In addition to not just being JSON-for-CMS/SAML, Macaroons are actually
_designed to be bearer credentials_ rather than slapping a bunch of "We took
an old idea and added JSON" and slapping it on old concepts, but...

Macaroons are provably secure in their own dialect of Abadi's authorization
logic. Check the last page of the paper:

[http://research.google.com/pubs/pub41892.html](http://research.google.com/pubs/pub41892.html)

CWT (and vicariously JWT) try to slap JSON/JOSE syntax/standards onto a bunch
of existing concepts, but fail to actually fix the fundamental problems, like
provable security. Yes, provable security: Macaroons are predicated on proofs.
JWTs are predicated on broken promises and ad hoc design.

All that said, the authors of the JOSE/COSE standards couldn't have tried
harder to repeat _every single one of_ the mistakes of the past. These
standards are nonsense. Unless you're switching from CMS they offer no
practical benefits, and can potentially introduce new vulnerabilities due to
their ludicrous complexity.

Unless you can name the exact CBOR-encoded standard you want to use and why
you should use it, and the alternative you're considering is practically
anything but CMS, AVOID AVOID. Stick with anything that's more standard.
Slapping JSON on things doesn't help, but just introduces new problems in a
space where older standards are at least better understood.

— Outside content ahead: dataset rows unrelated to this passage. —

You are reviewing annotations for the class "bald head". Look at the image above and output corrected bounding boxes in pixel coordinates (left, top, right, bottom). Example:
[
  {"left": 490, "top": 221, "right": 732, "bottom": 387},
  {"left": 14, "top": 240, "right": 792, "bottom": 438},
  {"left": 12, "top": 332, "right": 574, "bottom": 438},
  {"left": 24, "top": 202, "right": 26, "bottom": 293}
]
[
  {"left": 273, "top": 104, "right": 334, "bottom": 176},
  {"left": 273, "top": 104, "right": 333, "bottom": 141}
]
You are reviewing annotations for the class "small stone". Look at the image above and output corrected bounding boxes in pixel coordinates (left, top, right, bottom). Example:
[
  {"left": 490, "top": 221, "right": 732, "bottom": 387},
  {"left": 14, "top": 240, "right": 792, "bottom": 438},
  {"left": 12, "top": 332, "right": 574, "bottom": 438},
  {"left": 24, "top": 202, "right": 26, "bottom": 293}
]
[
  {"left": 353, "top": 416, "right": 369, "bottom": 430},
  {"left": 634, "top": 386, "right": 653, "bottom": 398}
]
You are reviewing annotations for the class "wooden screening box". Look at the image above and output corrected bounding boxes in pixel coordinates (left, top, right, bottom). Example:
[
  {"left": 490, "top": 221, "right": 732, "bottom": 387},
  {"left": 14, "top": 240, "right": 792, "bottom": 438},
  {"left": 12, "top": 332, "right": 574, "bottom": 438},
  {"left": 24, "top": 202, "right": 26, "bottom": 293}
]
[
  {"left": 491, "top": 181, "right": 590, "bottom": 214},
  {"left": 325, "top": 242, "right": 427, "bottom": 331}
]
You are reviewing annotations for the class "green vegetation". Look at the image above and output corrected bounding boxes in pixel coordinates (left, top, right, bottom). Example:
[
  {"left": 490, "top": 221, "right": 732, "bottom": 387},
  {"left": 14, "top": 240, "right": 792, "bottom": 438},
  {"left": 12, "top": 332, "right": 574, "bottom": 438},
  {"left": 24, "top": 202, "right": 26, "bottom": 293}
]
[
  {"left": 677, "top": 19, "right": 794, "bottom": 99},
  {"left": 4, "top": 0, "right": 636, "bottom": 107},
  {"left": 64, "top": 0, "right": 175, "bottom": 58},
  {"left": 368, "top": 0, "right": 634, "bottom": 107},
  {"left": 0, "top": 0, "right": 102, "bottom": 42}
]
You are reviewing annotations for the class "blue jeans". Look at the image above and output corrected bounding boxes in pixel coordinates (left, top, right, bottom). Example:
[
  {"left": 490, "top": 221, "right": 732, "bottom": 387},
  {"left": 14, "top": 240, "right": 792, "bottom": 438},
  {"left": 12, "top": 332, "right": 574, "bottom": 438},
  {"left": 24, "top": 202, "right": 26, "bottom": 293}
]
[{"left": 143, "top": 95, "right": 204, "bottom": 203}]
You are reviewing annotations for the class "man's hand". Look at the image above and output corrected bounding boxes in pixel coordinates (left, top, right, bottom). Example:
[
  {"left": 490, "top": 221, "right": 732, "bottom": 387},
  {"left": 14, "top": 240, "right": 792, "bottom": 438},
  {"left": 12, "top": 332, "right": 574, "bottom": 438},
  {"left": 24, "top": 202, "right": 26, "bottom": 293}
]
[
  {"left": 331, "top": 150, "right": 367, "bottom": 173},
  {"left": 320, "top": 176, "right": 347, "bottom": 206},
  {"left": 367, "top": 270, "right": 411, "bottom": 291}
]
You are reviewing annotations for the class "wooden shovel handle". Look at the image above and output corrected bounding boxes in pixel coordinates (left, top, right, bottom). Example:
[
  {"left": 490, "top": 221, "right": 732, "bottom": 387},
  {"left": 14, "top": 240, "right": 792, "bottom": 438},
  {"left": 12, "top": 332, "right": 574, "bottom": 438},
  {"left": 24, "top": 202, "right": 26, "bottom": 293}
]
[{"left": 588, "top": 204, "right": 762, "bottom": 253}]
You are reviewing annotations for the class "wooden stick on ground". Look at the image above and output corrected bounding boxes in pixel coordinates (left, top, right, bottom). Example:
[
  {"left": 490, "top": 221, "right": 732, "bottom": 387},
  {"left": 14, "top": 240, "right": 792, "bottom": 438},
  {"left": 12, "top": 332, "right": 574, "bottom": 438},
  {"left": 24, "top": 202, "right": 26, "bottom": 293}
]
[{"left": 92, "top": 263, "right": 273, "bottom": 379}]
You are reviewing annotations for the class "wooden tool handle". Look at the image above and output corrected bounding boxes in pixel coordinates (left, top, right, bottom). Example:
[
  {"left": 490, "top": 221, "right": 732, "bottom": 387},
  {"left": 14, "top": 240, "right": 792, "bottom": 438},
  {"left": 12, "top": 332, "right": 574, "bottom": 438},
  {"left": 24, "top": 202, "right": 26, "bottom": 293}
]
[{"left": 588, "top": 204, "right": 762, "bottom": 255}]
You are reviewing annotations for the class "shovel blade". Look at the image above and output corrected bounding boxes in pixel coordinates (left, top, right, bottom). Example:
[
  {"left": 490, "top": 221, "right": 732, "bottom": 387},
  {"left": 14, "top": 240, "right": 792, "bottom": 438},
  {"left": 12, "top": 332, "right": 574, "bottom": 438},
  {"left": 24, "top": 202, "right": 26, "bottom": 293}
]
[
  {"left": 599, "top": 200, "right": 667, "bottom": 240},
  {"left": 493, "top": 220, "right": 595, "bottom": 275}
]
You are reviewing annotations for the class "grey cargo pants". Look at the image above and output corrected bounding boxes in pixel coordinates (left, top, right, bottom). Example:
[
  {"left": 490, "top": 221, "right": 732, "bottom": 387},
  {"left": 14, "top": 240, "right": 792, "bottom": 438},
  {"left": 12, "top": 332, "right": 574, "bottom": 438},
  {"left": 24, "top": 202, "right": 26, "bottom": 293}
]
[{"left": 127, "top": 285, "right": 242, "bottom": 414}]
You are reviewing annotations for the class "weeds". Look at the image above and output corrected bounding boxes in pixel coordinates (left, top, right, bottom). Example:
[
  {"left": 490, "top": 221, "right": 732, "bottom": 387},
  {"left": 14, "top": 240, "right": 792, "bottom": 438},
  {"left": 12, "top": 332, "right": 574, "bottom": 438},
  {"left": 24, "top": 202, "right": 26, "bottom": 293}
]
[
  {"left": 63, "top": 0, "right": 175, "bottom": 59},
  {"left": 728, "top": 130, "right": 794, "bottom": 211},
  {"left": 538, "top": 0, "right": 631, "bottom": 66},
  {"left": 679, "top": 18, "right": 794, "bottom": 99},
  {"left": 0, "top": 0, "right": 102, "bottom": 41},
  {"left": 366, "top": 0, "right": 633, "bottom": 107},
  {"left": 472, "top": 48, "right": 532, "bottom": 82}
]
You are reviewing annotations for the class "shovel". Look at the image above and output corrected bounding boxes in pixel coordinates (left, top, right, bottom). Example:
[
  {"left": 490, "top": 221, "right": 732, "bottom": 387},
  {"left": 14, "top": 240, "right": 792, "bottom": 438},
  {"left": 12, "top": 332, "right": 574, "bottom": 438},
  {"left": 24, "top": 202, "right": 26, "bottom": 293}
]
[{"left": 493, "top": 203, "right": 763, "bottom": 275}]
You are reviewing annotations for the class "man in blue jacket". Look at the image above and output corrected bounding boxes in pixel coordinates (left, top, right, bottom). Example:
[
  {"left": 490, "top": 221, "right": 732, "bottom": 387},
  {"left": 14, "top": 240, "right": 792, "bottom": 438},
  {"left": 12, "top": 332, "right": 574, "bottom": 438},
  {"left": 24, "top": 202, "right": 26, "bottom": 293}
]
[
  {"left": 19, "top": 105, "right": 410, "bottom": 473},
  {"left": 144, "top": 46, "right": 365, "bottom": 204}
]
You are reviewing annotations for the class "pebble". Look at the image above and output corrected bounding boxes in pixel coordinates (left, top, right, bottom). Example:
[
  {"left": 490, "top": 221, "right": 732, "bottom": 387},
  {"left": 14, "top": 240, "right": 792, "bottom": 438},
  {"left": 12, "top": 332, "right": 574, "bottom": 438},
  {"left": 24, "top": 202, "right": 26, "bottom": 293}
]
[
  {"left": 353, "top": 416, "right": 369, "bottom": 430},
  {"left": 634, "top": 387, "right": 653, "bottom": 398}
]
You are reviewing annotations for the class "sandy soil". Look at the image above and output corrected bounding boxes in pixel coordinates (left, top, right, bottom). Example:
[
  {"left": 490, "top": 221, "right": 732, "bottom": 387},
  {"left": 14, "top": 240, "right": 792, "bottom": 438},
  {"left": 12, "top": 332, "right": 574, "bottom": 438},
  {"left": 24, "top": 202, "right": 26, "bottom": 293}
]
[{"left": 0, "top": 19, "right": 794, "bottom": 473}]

There are problems in this space: ASN.1 is old, overcomplicated, hard to use,
and the source of many vulnerabilities in the way it's described. So we have a
serialization format with bad semantics used in security critical contexts.
Should we replace it? Yes? Is JOSE/COSE the solution?

JSON has many odd/ambiguous semantics, a shitty type system, and there is no
direct mapping between ASN.1's type system and JSON/JOSE's, because it is
intentionally restricted by design.

JOSE/COSE's solution is to improve a security critical format by getting rid
of types.

Wait what? Improving security by _getting rid of types_? Yes that's exactly
what JOSE/COSE are doing, and it's the wrong direction IMO.

I would much prefer some sort of modern typed serialization format which has
packed and unpacked representations. Protobufs or capnproto come to mind.